Emrich’s essay mentioned a case of synesthesia which was included in John Locke’s text on human understanding – a blind man who perceived the sound of a trumpet in scarlet red (416). The correlation between a color and a musical instrument instantly reminded me of Wassily Kandinsky, the Russian artist who pioneered in Abstraction both in painting and theory. Although the Abstraction movement’s huge impact on contemporary art and design has its strongest emphasis on visual elements without its initial meaning – the awakening of spirituality, being fully understood or appreciated, its aesthetics is still often reflected by the pop culture today.
According to Emrich, the experience of synesthesia consists of perceiving multiple senses simultaneously (414). A synesthete doesn’t receive a piece of visual or audio information solely, instead, a synesthete’s impression of objects or words is based on the coupling of sensual perceptions including emotions. In Concerning the Spiritual in Art, Kandinsky provided a formula where each color choice suggests a particular emotion – for example, while he sees blue as peaceful and calming, yellow is full of disturbing sentiments. As a music lover, Kandinsky also depicted notes and sounds through combining colors and shapes. In his creative world, paintings became compositions.The contribution to the art world made by Kandinsky or any other abstract painter around his era was beyond inventing a new form to capture sounds or emotions using brushes. Through freeing the painting subjects from objects, abstract painters pursued the purity of senses, explored the essence of an individual soul, and formed a unique conversation with the spiritual world.
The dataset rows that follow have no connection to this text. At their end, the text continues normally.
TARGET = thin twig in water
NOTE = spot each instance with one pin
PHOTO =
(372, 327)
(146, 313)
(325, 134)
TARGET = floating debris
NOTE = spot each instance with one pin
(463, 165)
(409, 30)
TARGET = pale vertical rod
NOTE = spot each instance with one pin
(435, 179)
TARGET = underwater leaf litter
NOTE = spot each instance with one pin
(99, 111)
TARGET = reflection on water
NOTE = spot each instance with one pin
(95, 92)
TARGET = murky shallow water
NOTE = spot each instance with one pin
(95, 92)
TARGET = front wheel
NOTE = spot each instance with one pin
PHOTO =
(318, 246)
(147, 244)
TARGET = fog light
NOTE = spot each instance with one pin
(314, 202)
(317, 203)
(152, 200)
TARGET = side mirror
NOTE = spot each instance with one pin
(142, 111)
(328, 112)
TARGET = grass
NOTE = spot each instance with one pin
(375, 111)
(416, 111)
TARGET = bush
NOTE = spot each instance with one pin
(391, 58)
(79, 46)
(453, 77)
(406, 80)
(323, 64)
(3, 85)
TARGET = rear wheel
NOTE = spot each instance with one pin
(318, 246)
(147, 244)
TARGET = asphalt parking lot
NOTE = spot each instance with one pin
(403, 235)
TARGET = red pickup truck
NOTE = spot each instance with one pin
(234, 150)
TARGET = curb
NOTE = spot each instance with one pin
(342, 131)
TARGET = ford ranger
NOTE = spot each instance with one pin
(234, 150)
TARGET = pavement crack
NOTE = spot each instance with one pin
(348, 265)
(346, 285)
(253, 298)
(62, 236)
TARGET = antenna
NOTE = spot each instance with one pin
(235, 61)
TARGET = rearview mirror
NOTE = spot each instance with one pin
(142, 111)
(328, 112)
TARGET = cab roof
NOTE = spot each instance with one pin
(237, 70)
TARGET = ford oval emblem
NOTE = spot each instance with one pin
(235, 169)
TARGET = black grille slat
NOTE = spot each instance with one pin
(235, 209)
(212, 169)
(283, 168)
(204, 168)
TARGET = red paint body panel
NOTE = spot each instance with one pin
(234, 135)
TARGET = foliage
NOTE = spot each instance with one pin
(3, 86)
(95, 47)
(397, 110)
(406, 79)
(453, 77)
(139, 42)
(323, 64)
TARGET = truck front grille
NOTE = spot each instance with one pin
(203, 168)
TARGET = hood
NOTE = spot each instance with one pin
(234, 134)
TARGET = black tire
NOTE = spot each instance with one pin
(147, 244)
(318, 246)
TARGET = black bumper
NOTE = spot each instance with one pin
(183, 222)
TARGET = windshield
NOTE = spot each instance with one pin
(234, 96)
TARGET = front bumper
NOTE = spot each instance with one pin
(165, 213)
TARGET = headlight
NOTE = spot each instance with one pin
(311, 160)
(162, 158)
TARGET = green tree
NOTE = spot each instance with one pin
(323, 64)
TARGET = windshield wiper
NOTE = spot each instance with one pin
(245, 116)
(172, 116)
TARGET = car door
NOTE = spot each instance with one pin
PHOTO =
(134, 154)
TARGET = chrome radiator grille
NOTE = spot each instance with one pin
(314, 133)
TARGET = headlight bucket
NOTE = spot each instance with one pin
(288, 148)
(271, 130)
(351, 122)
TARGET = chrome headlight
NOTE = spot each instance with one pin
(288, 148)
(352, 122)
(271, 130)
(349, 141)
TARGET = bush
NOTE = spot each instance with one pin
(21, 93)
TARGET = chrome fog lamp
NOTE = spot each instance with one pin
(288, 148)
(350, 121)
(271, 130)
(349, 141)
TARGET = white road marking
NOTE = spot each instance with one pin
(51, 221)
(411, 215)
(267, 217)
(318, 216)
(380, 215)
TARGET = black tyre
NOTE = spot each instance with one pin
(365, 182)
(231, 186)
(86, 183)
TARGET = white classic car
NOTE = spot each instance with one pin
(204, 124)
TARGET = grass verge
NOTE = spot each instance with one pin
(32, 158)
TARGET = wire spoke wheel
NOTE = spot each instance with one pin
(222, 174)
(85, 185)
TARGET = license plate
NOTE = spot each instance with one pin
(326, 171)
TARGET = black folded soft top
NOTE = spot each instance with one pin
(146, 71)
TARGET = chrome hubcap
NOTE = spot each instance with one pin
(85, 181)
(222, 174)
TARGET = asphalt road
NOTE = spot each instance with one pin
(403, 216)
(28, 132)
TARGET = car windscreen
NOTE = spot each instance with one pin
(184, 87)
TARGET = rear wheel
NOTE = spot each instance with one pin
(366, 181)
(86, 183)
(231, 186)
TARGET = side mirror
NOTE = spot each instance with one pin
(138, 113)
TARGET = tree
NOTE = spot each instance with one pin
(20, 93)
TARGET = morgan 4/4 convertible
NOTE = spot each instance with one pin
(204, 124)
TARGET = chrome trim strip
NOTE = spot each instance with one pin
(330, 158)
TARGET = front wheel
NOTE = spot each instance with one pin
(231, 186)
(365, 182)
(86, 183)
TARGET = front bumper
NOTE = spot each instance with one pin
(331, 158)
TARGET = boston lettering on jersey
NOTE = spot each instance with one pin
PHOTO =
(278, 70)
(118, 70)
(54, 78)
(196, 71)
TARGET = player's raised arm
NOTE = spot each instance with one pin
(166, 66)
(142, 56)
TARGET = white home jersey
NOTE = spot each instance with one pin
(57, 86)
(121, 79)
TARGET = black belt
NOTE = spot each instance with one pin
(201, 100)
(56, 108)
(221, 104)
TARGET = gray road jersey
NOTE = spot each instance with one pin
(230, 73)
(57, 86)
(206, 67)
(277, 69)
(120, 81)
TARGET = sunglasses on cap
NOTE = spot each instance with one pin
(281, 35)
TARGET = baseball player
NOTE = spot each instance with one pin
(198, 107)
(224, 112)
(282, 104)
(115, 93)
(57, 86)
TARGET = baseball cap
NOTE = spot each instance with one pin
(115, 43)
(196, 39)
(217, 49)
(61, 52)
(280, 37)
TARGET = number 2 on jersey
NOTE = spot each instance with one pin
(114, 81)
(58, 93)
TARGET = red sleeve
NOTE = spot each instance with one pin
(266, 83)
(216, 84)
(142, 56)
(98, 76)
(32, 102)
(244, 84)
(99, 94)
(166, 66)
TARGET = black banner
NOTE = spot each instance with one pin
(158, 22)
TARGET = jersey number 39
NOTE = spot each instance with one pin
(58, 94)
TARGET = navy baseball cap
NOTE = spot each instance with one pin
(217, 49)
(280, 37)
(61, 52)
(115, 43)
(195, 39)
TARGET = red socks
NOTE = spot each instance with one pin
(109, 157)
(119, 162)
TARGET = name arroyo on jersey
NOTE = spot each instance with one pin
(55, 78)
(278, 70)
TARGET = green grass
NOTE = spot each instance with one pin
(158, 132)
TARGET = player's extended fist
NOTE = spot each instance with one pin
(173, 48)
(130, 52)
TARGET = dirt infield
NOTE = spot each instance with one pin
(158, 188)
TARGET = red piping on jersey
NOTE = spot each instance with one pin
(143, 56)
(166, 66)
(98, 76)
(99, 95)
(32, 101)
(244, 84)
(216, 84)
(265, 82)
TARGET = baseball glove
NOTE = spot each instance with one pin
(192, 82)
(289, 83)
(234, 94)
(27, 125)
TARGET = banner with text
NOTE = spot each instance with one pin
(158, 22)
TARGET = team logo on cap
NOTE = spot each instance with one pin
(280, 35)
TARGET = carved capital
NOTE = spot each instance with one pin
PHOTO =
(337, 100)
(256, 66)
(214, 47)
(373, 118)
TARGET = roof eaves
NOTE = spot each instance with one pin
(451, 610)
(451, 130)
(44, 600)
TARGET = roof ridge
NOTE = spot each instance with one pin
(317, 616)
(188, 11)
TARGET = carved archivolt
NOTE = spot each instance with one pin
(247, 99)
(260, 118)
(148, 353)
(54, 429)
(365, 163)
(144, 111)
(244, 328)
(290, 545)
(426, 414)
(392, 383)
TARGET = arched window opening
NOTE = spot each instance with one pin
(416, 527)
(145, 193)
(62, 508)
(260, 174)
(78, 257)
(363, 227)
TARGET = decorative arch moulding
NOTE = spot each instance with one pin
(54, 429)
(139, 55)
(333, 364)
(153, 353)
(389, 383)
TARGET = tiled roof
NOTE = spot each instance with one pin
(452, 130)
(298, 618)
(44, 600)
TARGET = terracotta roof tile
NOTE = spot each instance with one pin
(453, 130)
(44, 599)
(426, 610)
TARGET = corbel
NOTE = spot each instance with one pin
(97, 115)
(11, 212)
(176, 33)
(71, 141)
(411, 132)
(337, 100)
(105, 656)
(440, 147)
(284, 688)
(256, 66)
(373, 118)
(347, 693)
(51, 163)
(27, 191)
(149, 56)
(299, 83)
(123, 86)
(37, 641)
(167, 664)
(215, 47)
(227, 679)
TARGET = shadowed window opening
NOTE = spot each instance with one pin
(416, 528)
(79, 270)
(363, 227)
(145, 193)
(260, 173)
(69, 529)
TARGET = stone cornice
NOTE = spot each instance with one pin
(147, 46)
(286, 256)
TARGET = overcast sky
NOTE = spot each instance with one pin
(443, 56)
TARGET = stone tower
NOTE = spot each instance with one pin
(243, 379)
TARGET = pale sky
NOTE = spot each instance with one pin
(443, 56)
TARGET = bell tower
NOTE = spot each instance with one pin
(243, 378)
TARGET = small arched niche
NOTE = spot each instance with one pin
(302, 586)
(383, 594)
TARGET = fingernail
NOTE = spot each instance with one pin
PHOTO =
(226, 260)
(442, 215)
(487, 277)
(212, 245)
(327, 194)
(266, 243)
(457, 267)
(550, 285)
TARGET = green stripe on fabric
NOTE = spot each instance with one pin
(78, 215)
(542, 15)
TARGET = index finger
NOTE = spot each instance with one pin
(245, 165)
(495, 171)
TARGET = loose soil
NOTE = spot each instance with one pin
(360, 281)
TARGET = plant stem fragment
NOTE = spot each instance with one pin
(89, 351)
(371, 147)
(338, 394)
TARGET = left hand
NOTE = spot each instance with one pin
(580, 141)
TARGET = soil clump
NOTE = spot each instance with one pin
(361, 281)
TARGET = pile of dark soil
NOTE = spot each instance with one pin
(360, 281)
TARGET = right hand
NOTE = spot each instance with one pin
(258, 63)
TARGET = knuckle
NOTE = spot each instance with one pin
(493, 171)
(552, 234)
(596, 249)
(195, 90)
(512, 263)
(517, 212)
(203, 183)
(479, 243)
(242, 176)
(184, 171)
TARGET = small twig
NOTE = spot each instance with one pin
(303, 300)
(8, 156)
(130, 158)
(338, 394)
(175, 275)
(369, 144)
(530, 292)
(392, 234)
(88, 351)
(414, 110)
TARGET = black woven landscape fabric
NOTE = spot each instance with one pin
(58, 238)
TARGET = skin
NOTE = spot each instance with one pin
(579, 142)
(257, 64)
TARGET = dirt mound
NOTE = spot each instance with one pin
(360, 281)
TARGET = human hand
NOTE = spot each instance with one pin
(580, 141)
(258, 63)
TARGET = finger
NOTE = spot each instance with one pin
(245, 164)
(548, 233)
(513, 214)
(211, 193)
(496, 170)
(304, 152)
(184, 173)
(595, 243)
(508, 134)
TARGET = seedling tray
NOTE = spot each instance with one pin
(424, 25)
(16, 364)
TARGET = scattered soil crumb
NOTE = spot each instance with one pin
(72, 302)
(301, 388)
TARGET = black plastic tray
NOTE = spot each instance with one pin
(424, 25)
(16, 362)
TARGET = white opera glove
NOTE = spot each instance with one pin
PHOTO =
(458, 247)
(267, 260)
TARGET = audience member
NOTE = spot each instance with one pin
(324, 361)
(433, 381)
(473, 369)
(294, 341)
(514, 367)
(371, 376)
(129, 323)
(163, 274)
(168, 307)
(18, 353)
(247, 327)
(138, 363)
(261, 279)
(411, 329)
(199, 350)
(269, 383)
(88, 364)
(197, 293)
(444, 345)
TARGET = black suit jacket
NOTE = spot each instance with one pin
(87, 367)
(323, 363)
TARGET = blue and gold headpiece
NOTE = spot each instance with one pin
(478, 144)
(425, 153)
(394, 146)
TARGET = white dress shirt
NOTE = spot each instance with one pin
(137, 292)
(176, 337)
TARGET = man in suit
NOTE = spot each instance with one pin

Kandinsky’s art invites each viewer to become a synesthete in tracing the perceptions and inspirations involved in the creating process.
Wassily Kandinsky, Composition VIII (1923), Oil on canvas, Solomon R. Guggenheim Museum
Emrich, Hinderk M., Janina Neufeld, and Christopher Sinke. “Synesthesia, a Neurological Phenomenon.” In See This Sound: Audiovisuology a Reader, 414–23. Köln: Verlag der Buchhandlung Walthar Köning, 2015.